I guess I blame Reformed Protestantism. If you followed Calvin or Zwingli, they more or less ditched the church year. Every Sunday was the Lord’s Day. Elevating any day as a Holy Day was Judaizing (using Paul’s term from Galatians.) And while they have a point, every Sunday is a little Easter, life is not quite that flat. Romans 14: 5-6 should have solved that. But the United States was largely a Reformed Protestant project, so we get Christmas Day and grudgingly Easter (although that is disappearing into Spring Breaks not always around Holy Week), but we’ve lost the seasons.
The season of Christmas is twelve days, Dec 25th – Jan 5th. The carol The Twelve Days of Christmas is an echo of that. It might also be a Roman Catholic crypto-polemic against the Reformed erasing. And the entire 12 days were often something of boozy hazy time ending with a big party on Twelfth Night when gifts were exchanged. After all, it was the coming of the Magi that brought the gifts. Hispanic Cultures still maintain a bit of this as Tres Reyes.
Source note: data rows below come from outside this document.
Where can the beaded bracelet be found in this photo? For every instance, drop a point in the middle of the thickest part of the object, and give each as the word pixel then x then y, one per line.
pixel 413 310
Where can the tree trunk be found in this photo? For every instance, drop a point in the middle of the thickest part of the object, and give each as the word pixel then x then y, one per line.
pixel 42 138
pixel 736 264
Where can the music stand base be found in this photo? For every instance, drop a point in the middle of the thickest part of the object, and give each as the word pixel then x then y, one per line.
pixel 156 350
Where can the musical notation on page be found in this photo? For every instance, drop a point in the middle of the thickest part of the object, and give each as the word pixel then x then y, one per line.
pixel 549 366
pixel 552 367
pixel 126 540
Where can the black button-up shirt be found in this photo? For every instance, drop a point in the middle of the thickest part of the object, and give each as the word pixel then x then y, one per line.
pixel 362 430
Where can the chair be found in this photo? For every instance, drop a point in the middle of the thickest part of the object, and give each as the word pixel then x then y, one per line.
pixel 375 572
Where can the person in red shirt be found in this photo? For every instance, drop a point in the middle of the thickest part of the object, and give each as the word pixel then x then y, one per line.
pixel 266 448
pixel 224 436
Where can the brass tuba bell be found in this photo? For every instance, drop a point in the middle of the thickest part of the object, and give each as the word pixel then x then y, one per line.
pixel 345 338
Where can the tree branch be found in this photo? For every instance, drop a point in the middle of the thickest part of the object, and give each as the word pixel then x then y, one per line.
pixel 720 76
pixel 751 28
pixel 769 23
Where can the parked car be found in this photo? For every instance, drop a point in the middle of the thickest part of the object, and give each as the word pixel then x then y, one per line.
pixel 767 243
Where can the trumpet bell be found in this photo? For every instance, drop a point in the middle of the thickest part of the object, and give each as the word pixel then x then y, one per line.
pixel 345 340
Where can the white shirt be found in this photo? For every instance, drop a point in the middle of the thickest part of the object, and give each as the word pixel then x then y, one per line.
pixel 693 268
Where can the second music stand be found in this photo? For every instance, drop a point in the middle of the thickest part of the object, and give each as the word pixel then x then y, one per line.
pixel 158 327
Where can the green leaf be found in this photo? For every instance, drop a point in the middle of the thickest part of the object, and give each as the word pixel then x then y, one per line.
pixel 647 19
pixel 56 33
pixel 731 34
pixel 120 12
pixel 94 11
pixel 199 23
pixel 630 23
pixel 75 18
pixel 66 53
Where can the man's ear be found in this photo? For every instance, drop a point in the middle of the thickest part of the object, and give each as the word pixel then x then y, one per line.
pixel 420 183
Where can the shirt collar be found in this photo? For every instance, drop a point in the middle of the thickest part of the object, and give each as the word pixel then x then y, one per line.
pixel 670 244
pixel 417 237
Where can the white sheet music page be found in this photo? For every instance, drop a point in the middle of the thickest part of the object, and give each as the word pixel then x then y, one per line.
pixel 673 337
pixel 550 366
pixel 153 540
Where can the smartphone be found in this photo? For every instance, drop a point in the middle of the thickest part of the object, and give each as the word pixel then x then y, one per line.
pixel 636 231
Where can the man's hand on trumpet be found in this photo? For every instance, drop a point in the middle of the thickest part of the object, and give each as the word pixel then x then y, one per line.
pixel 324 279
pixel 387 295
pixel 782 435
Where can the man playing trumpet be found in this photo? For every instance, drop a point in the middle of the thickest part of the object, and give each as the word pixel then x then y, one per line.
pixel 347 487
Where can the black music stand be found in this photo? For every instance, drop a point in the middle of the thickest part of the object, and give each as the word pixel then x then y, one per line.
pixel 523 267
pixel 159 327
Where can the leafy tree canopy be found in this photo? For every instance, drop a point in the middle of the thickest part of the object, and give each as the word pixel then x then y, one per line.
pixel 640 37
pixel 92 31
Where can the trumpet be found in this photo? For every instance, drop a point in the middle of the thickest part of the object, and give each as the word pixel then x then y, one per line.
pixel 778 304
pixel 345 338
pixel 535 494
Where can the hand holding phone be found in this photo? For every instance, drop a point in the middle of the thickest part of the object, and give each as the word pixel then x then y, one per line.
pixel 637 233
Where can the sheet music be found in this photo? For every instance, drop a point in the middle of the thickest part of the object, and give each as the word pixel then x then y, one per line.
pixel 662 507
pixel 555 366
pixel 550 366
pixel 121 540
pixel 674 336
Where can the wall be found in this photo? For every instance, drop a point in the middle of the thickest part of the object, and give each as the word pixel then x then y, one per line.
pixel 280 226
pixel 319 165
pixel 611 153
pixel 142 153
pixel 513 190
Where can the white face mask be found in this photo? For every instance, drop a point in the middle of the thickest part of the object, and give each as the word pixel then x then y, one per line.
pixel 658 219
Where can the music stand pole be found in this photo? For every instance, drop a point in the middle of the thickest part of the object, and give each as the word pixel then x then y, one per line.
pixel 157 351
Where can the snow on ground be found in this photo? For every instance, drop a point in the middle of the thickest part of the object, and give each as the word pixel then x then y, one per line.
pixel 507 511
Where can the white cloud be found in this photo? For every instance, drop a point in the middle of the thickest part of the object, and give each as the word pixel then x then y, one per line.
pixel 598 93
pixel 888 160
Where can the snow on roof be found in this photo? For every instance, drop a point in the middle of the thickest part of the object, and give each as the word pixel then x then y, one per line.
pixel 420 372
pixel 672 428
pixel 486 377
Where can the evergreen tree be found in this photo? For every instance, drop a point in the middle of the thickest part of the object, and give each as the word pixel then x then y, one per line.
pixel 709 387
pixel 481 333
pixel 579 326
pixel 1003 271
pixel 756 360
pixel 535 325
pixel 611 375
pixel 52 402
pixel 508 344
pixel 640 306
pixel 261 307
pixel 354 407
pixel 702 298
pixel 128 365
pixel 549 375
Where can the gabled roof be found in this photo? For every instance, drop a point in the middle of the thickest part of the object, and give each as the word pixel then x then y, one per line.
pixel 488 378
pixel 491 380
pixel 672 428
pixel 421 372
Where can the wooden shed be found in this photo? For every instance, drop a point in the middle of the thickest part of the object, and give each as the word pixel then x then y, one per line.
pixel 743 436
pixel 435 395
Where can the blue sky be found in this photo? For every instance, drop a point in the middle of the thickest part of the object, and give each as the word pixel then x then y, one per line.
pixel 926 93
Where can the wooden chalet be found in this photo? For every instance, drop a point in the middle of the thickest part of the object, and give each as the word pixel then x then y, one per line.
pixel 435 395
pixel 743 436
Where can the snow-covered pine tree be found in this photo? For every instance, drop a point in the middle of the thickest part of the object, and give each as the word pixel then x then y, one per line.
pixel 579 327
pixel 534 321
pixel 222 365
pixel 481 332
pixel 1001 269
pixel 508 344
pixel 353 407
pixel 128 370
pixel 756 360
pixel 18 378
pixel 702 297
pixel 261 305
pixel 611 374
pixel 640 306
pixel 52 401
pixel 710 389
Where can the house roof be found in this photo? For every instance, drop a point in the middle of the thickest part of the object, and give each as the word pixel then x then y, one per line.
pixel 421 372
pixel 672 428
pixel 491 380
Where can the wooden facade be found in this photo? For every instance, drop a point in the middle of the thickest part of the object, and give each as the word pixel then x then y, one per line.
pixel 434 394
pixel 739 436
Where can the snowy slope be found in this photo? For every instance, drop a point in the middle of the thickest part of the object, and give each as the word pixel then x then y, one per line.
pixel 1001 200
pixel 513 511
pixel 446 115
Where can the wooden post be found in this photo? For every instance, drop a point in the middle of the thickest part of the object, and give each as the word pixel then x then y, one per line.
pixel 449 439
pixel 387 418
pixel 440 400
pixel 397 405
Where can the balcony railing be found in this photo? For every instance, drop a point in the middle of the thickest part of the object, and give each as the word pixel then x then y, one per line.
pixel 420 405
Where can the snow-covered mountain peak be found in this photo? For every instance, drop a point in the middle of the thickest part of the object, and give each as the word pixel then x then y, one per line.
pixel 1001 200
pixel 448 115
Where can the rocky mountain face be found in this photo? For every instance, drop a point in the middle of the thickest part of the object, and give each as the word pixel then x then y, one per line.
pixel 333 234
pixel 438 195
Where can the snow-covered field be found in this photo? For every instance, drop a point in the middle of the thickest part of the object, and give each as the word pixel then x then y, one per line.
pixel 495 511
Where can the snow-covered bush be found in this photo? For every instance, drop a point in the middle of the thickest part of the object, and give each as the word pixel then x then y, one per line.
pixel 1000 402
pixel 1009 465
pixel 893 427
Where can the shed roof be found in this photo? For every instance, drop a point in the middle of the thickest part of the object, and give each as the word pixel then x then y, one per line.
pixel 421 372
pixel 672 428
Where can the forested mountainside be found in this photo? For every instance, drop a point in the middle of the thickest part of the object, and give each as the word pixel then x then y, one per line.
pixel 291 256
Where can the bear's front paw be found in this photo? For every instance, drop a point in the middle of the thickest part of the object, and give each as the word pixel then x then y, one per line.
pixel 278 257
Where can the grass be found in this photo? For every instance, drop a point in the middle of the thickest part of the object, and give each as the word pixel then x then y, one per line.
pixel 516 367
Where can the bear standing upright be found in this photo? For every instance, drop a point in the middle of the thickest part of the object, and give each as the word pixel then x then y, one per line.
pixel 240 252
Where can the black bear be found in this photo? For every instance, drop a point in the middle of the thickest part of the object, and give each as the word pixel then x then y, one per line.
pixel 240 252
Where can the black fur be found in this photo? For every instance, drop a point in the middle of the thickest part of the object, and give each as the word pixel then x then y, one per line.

The Protestant Work ethic couldn’t imagine 12 boozy days, so we pack up the tree the day after.
But that’s enough dissembling, or maybe I’m just in a Christmas Season mood and can’t think straight. Olivia’s middle of the play statement captures something about the Christ child and the love of God. It is good that we love God. For God has sought our love. But the better is that he has loved us unsought. When we were lost in darkness, God sent His light. Whether that light is the fuller light of prophetic revelation, like “out of Egypt I have called my son” which ties the entire story of Israel to this Israel reduced to one, or a light given in a star to a bunch of foolish astrologers, God sought us out wise and foolish, while were all in the dark. He gave us His love unsought. When we were still sinners, Christ loved us.
The church built in a season, and then a fuller Epiphany season, to absorb the immensity of that truth. She can proclaim the reality in an hour. Your head can hear the message. But the heart doesn’t always work on the same timetable. And lots of wisdom and foolishness happens as love moves from head to heart.